The podcast began not as a pursuit of fame, but as a way to make feminist thought more accessible. “The ideas should not be barricaded,” Birk said. “They help people lead better, more honest and hopeful lives. I don’t see why these ideas should just be a course for college students who can afford it.”
Birk admitted she had no sense of the show’s reach until her producer showed her the analytics. “My lowest episode had about 2,500 downloads. And my highest episode had 12,100 downloads,” she said. “I thought there were like a hundred people listening, including my mother.”
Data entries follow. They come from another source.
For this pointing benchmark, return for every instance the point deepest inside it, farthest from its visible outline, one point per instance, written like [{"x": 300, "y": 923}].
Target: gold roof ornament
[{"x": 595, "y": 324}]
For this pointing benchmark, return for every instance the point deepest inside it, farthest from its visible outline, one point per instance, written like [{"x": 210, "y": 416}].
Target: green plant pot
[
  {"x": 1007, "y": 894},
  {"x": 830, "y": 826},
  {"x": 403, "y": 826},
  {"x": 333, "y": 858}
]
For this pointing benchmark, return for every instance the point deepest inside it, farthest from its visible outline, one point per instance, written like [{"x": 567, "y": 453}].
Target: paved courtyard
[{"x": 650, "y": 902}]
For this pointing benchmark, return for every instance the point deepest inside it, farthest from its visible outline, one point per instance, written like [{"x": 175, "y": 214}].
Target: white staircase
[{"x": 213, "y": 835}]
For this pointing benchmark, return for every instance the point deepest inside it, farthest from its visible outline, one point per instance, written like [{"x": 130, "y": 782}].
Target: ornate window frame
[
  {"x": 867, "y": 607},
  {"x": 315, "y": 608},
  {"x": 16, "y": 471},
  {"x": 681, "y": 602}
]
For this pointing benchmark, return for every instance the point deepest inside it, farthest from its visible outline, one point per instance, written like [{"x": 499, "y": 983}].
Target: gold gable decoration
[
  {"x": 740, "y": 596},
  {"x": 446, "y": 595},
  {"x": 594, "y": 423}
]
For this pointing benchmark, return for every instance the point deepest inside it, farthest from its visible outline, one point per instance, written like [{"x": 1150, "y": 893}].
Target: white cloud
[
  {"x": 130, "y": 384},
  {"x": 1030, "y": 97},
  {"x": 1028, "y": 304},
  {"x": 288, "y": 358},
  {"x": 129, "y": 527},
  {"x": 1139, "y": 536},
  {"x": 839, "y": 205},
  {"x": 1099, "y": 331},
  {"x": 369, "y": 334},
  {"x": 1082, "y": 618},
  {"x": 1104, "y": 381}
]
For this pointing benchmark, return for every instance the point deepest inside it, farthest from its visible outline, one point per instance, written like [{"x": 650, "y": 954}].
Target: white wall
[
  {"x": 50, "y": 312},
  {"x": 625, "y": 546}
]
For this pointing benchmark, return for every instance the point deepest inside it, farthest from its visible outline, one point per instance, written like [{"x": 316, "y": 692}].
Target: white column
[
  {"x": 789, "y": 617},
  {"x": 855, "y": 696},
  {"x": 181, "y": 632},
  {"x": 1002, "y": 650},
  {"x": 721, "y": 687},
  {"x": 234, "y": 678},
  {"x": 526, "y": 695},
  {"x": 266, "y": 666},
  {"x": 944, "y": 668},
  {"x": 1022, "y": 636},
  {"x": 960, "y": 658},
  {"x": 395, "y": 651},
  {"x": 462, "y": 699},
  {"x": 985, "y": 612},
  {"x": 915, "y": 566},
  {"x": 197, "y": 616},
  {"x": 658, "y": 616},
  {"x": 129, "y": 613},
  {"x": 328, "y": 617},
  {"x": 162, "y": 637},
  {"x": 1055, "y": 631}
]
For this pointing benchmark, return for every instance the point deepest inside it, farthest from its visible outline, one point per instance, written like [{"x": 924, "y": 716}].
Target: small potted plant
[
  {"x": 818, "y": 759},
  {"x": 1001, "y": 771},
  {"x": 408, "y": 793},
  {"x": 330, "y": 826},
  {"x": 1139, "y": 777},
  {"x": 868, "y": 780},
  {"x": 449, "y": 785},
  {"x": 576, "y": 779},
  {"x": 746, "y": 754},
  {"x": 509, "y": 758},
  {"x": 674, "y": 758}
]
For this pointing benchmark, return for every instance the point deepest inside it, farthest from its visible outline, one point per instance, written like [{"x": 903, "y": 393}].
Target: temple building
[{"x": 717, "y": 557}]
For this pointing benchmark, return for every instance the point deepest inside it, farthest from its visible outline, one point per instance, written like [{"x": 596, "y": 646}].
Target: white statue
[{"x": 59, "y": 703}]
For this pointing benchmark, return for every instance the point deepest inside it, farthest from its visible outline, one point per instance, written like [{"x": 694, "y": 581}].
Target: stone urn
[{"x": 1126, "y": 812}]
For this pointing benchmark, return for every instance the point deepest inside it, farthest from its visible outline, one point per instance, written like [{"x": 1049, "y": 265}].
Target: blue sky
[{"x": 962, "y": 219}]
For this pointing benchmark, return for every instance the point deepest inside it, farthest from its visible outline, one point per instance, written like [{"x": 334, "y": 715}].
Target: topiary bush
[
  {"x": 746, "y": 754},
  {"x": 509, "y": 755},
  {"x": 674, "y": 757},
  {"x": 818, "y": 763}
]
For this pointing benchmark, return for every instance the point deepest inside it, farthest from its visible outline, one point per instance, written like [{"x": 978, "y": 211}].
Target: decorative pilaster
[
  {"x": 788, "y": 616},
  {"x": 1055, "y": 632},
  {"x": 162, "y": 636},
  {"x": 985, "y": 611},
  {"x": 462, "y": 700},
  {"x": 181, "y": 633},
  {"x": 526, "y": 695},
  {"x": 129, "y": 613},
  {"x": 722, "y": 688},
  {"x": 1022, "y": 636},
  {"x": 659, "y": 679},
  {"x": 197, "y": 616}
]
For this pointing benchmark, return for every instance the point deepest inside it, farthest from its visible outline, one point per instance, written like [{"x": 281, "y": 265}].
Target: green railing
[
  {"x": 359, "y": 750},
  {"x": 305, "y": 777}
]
She has also been surprised by who listens most. “Strangely, one of my best demographics is fathers of students,” Birk said. “I’ve gotten emails and DMs from fathers who have said, ‘You’re helping me understand someone like my child.’ Because a lot of the kids are LGBTQ and their parents are not. It helps them.”
Her podcast also reflects her own evolution as a feminist. “When I first came to it, I was just kind of like a White suburban girl who felt unfairly treated,” she said. “But once you understand why power wants you to think that way about yourself, you don’t stop with gender. Now I feel like feminism is about ending all kinds of domination. My feminism is about fighting powerlessness, not just about gender but kind of generally.”
For Birk, the project is about creating space for learning in a climate of misinformation and fear. “There’s just so much deception and distortion and so many lies,” she said. “If I can do something to push back against that in my own little way outside of the classroom, then I feel like I’m not silent. And I’m doing something that is helpful.”
Season 2 launched Sept. 3, with topics including Project 2025, masculinities, and asexuality. Birk also hopes to bring more listener voices into the show and test a video format.
“I wish every student was required to take the classes, to be honest with you, because I feel like we have a lot fewer lies,” she said. “The language is very freeing. It’s very freeing. Everybody deserves access to it.”